Hello there! It's Jocelyn Mathewes from my studio in Appalachia. I’m back to talk about all the juicy books I’m reading, along with a little bit more about artificial intelligence. (If you missed my previous thoughts, you can read about how I used Midjourney to manipulate and contemplate generalized anxiety here.)
And right now I’m reading a long, winding book called Making Sense: Cognition, Computing, and Embodiment, by Simon Penny. Penny is a professor and artist working in quite the interesting space between art and technology. The book, published in 2017, predates the recent explosion in AI enthusiasm and usage, and offers a critical analysis of computer culture.
Why am I talking about Simon Penny? I share his “longstanding concern for embodied and situated aspects of aesthetic experience.” As an Orthodox Christian I believe that soul and body are a unity, each component not greater or lesser than the another—and that is unity the root of knowing, experience, and humanity. Penny’s book, Making Sense, provides a rigorous analysis that points to a similar understanding of knowledge.

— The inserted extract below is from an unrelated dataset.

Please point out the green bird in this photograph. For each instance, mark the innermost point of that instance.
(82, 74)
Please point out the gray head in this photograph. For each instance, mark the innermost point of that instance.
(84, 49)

While this book is several years old, I think Making Sense a vital and important work for the everyday artist to reference and understand. Penny has worked at the leading edge of computer imaging and at several institutions where now-ubiquitous technologies were in their infancy. He is uniquely positioned to offer us his insights, and even though I’m only halfway through, I am offering this book my strong recommendation.